Мой отец прошел почти до конца деревни, где совсем уж бедные дома, и только дяди Леши дом ничего, стоит, так, осел только чуть, так что наклониться надо, чтобы головой о притолоку не стукнуться. В доме деда, который теперь забыть надо, похоже устроено – только в сенях пахнет приятно, деревом и инструментами, а у дяди Леши – тряпками, нечистой обувью.
Дома только Владик.
– Дядь Вань, – он удивляется, радуется – сам беленький, тоненький мальчонка, выросший в худого юношу, беспокойного, – а мы ждали, что вы придете.
– Здравствуй, Владик. Ты болеешь, что ли?
– Уже два года, – тихонько улыбается, – а как вы?
– Я теперь у вас жить буду, если твой отец не прогонит.
– А чего ему прогонять, – Владик отчего-то не удивляется, – если нам всем места хватает, то и вам тоже хватит. В горнице будете спать, матрас есть. Там еще только я сплю, потому что никак не могу ночью со всеми – дышать перестаю.
– Как это – перестаешь?
– А так, – снова улыбается, а глаза прозрачные, не как у деда, от работы и солнца, – а потому что всё в доме, пишет в тетрадочку, шьет какие-то вещи на продажу. А на огороде, конечно, не может. И в совхозе тоже. Но отцу почему-то понравилось, что берегут такого, напрасно на работу не гонят.
– А так, – повторяет, – больно становится здесь, в грудине, как будто поселился кто-то, какое-то теплое тяжелое животное. Как, знаете, кошки иногда на грудь садятся – терпишь вначале, а потом стряхиваешь? Так и тут. Только не стряхнуть.
Отец молчит.
– Ладно, пойду в горницу, можно ведь? Разбуди, когда дядя Леша придет.

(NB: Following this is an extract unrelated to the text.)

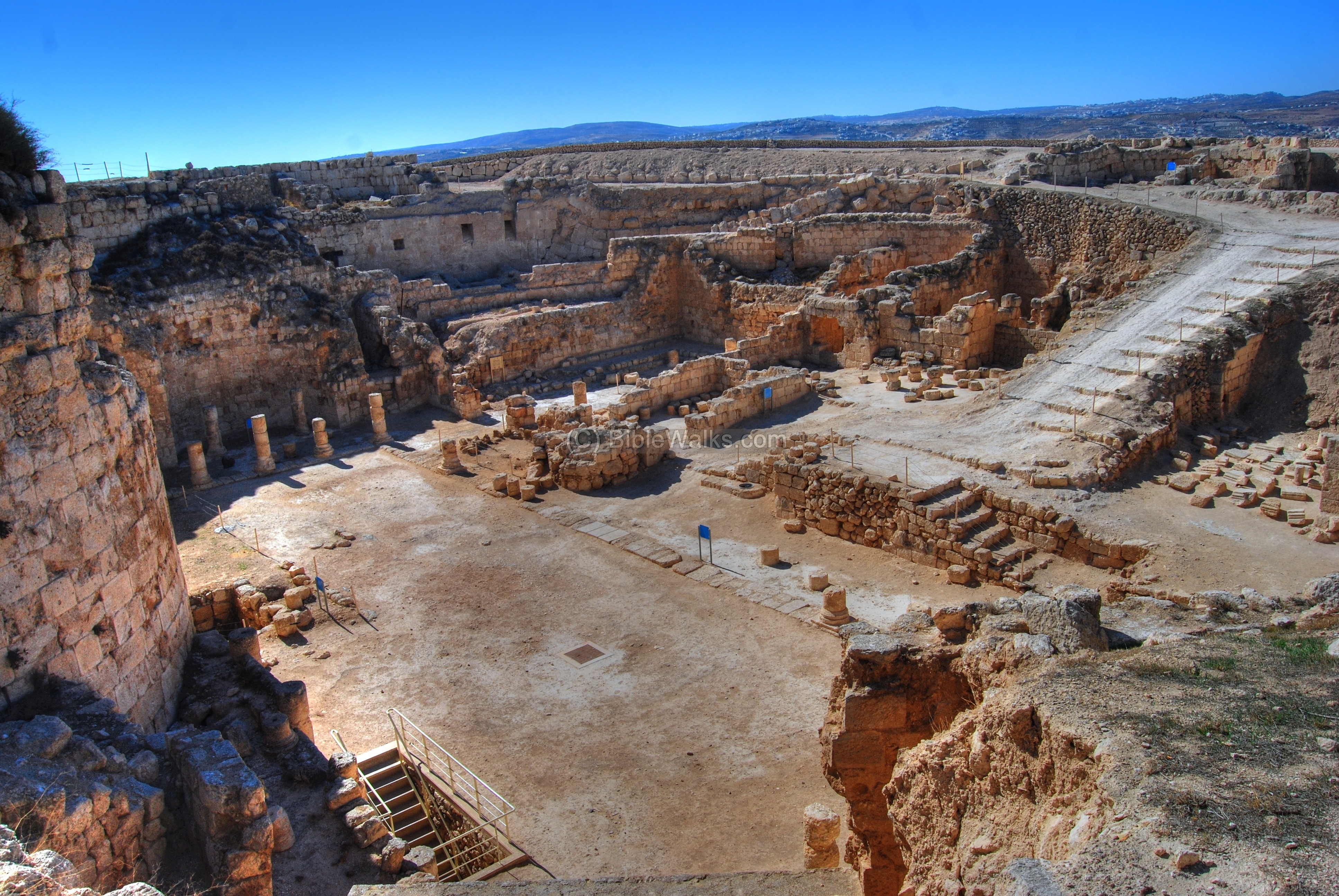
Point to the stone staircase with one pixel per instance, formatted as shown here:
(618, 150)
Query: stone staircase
(770, 883)
(975, 528)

– Он в шесть придет. Разбужу.
В горнице прямо в портянках спать лег, поставил вещмешок рядом с матрасом.
Потом ничего.
Вань, ему мерещится шепот, Вань.
– А, что, – говорит, – что случилось?
Темно, но кто-то стоит в темноте и повторяет – Вань, Вань. Пахнет плохо, но это от него, от его ног.
Владик стоит.
– Что, дядя Леша пришел?
– Давно пришел, но тебя не велел будить. Ты извини.
– А, слушай, Владь, а тазик грязный дашь? Хочу на пруд сходить, ноги вымыть.
– Там мама поесть оставила. А тазики в сенях есть, бери любой. Только там ржавые.
– Да ничего.
У них на кухне пирожками не пахнет, да и спят все давно. И только Владик стелет клеенку, ставит на нее тарелку с жидким супом, кладет ложку черенком вниз. И хлеб, и котлету из жил и хлеба на блюдце. Вкусно.
– Спасибо, – отец поднимается и хочет идти.
– Ты спать лучше иди опять, – советует Влад, – а я завтра помою, после завтрака. Завтра у отца выходной, тогда и скажешь.
Отец хочет еще раз спасибо сказать, но взаправду нельзя, чтобы все слышали, – и так пришел, спать завалился.